Sources of Employment Law
There are two basic sources of employment law:
1) Statutes – Legislation and regulations passed by applicable levels of government
2) Common Law – Decisions of the Courts, made in particular cases
Some laws are enacted by legislatures, such as federal Parliament in Ottawa and the provincial Legislative Assembly in Victoria. These laws are called legislation, statutes, or acts (these three terms are essentially synonymous). Statutes often permit regulations to be made under them, by the executive branch of government, which provide further sources of law. Some of the main statutes in the area of employment law are outlined below.

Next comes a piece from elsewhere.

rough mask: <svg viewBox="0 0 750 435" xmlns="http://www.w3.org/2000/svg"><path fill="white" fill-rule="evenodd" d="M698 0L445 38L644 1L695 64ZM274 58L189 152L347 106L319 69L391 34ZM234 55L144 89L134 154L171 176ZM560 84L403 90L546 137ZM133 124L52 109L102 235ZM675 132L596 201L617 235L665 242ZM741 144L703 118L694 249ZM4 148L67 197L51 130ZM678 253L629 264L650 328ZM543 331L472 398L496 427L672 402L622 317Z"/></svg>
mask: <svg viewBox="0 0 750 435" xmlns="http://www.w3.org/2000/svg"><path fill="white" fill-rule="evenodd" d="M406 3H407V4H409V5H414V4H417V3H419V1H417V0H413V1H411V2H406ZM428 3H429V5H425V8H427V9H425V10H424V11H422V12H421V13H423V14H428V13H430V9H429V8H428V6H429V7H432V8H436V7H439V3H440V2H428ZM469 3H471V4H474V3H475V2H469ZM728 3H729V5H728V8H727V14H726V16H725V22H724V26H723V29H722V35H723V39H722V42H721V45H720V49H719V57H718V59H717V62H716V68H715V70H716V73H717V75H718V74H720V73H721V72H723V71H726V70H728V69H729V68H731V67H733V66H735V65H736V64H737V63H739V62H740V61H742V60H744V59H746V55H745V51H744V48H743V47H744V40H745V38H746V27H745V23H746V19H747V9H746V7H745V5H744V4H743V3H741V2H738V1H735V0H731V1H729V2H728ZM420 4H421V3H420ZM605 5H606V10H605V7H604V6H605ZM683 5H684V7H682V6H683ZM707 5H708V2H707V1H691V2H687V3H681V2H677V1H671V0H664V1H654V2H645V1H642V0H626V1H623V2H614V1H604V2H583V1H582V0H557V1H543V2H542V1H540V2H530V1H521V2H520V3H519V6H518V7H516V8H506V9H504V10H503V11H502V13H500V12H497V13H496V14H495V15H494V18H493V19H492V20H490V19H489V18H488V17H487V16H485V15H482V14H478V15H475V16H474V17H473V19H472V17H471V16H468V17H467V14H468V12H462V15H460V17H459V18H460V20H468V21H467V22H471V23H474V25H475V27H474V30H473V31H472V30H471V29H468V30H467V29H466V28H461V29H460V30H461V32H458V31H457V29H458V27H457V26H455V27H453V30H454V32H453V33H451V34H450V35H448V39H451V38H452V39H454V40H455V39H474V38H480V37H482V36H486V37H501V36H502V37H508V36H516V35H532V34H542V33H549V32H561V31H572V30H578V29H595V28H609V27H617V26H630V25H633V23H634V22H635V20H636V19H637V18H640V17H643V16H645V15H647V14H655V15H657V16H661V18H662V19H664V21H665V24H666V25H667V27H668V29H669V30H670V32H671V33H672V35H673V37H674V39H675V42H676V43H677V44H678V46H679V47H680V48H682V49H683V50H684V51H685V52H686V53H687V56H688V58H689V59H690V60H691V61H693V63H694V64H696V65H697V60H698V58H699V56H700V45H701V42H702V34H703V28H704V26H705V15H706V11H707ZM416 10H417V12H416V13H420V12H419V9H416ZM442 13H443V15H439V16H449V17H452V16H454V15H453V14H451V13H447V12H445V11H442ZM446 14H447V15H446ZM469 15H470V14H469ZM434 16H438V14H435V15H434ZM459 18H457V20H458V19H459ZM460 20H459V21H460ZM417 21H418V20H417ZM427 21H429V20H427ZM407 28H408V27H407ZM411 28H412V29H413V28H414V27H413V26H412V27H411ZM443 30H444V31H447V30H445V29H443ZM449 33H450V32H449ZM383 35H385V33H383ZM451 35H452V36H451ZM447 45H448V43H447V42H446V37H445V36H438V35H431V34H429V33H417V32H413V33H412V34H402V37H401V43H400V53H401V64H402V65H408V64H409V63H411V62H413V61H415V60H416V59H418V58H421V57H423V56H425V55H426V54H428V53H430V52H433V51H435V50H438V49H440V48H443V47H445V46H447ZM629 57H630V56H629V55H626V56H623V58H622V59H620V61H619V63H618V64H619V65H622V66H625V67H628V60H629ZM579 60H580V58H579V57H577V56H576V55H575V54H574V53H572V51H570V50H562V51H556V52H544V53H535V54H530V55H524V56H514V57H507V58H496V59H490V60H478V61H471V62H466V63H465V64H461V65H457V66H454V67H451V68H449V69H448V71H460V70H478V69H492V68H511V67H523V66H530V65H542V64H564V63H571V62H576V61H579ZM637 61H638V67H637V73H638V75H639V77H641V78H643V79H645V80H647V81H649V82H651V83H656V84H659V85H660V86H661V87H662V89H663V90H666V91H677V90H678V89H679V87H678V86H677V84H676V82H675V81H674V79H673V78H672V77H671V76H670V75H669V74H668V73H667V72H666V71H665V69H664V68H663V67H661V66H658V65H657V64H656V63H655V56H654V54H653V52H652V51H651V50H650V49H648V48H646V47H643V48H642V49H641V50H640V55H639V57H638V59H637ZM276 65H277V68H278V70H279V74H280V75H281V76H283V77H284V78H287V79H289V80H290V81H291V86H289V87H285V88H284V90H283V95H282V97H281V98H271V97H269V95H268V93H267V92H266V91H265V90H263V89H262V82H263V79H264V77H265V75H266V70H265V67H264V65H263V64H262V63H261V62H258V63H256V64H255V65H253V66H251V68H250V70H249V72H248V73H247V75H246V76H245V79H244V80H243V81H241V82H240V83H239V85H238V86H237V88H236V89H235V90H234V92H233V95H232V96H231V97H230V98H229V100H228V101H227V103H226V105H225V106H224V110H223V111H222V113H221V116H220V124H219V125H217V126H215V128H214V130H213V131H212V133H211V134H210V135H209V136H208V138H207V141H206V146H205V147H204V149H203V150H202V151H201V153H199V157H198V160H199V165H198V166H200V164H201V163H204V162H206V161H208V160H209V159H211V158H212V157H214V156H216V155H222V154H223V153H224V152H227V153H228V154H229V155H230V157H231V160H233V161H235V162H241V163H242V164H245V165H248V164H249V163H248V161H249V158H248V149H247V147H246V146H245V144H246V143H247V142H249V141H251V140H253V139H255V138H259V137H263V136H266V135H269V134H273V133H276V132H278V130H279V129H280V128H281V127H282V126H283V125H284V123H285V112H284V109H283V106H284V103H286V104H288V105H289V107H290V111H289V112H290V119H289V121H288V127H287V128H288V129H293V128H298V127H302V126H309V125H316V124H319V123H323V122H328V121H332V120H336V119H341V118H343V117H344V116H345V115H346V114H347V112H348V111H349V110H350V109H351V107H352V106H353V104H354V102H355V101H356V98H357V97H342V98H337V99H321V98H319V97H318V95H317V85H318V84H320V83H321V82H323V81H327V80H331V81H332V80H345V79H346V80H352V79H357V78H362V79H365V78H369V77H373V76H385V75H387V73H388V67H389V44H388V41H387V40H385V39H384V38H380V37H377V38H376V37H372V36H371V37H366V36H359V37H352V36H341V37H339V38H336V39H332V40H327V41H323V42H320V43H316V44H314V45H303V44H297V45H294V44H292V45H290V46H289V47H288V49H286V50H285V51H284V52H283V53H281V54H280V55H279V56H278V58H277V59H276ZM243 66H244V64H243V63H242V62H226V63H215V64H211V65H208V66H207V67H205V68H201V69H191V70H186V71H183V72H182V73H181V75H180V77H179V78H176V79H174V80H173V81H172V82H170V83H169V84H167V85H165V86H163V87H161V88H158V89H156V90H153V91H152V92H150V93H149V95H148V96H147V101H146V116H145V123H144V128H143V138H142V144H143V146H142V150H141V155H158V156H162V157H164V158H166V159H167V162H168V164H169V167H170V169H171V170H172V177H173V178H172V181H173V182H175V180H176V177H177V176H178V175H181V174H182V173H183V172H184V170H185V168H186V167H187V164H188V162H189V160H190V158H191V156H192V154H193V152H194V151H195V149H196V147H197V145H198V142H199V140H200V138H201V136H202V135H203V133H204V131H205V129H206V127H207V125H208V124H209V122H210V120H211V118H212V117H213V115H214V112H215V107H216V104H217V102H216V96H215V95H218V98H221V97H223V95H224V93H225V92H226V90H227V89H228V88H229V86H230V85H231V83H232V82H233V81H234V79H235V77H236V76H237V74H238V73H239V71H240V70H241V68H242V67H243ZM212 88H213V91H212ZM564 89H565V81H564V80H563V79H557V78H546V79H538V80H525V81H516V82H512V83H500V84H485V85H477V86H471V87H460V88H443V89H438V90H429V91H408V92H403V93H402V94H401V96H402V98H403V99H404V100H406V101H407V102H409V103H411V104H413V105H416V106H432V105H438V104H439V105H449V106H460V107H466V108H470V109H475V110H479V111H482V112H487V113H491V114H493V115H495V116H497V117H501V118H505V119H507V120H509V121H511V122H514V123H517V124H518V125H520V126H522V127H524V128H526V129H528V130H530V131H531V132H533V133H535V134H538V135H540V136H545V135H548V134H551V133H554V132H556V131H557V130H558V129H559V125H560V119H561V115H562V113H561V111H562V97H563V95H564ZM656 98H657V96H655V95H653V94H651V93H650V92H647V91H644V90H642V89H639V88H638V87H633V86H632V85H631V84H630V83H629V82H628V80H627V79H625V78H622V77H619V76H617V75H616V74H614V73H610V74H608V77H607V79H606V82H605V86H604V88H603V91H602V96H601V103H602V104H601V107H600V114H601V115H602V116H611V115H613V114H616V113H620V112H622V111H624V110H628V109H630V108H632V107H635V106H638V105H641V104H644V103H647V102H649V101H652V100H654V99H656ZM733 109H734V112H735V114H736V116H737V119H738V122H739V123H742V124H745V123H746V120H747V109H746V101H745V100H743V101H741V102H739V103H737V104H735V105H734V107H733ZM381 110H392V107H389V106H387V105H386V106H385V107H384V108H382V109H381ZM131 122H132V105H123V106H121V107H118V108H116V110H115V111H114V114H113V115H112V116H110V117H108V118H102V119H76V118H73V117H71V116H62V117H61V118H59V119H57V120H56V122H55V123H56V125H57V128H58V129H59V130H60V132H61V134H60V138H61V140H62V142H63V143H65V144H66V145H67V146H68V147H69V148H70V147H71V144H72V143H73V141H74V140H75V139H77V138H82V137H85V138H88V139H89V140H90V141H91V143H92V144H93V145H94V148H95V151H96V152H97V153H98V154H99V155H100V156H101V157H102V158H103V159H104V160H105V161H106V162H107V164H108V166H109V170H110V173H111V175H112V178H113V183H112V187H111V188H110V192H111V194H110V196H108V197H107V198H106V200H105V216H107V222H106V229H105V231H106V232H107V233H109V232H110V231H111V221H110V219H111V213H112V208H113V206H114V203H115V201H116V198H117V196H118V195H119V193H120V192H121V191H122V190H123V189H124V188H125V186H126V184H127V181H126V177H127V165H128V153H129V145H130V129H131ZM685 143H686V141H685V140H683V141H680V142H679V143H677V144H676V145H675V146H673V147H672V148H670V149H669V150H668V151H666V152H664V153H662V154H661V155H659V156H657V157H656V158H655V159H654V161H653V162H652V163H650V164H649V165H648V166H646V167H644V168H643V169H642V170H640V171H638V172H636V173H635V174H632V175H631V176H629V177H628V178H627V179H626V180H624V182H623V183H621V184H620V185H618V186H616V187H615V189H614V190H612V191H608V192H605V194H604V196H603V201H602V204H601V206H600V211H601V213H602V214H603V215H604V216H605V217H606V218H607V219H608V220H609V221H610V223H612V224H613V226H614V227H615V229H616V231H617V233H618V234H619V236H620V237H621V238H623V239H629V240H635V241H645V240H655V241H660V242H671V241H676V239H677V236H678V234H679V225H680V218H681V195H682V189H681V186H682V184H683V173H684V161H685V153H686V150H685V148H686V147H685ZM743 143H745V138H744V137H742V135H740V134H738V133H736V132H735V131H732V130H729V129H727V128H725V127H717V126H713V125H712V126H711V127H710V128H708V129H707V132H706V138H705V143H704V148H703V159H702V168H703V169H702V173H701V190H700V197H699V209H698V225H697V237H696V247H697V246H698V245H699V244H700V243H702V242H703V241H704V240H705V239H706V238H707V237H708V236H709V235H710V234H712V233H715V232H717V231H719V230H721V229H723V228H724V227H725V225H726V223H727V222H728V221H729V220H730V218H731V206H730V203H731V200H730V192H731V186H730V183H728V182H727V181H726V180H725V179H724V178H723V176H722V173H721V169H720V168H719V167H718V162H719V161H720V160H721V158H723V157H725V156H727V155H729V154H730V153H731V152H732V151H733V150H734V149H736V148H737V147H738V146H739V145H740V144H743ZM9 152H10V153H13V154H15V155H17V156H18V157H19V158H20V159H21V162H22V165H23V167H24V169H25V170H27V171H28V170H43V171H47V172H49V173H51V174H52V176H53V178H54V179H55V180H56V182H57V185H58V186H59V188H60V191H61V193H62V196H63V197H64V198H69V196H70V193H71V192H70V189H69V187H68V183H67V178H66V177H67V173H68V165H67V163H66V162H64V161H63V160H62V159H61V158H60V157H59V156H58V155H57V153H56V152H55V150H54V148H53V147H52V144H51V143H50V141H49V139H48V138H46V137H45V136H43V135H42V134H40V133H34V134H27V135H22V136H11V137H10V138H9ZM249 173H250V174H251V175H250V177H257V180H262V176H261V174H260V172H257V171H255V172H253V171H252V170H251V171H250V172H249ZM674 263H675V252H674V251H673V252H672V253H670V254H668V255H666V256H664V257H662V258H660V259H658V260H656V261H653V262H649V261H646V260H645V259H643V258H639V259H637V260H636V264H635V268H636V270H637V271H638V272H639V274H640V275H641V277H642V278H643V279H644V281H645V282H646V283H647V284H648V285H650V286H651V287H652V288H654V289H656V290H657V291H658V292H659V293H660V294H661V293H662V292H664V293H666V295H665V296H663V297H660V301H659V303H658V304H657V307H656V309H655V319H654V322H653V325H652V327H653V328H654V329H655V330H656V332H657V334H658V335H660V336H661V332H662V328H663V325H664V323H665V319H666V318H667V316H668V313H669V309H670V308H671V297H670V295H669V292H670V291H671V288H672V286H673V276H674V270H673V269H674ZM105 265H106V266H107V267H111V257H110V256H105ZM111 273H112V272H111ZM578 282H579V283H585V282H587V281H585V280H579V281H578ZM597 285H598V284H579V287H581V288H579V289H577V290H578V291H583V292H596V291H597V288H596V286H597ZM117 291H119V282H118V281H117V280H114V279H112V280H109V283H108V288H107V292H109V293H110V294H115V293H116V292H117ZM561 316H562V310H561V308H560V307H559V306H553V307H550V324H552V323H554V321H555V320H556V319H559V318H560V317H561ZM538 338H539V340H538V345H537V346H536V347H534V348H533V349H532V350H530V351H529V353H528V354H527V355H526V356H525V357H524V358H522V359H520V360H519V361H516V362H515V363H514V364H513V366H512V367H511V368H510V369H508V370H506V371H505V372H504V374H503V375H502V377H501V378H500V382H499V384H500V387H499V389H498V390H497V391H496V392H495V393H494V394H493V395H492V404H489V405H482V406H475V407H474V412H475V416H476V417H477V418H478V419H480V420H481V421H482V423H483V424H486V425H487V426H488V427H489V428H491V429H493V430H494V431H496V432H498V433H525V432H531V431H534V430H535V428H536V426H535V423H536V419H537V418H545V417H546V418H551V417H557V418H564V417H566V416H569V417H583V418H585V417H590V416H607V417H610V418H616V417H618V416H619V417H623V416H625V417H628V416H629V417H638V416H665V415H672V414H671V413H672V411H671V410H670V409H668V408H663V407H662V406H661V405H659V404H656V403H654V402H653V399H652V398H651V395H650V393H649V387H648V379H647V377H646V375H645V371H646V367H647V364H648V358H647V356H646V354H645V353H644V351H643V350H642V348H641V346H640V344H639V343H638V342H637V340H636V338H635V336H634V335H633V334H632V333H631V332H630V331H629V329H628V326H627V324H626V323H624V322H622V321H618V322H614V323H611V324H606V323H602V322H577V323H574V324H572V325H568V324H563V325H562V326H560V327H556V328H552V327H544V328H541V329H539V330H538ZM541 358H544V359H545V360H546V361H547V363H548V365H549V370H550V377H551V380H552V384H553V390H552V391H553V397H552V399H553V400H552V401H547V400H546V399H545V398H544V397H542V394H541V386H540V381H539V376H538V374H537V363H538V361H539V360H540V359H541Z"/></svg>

Employment Standards Act (ESA)
Tobacco and Vapour Products Control Act
Income Tax Act
Tobacco Reduction Act
Apprenticeship and Industry Training Act
Alberta Personal Income Tax Act
Income Tax Act
Some laws are based on the decisions of the courts (often called common law, case law, or jurisprudence).
In British Columbia, the courts are the B.C. Provincial Court, the B.C. Supreme Court, the B.C. Court of Appeal, and the Supreme Court of Canada.
In Alberta, the courts are the Provincial Court of Alberta, the Alberta Court of Queen’s Bench, the Alberta Court of Appeal, and the Supreme Court of Canada.
Various tribunals also have jurisdiction to hear and decide workplace-related matters.
B.C. has a relatively new Civil Resolution Tribunal which is able to hear certain types of small claims disputes, up to $5,000.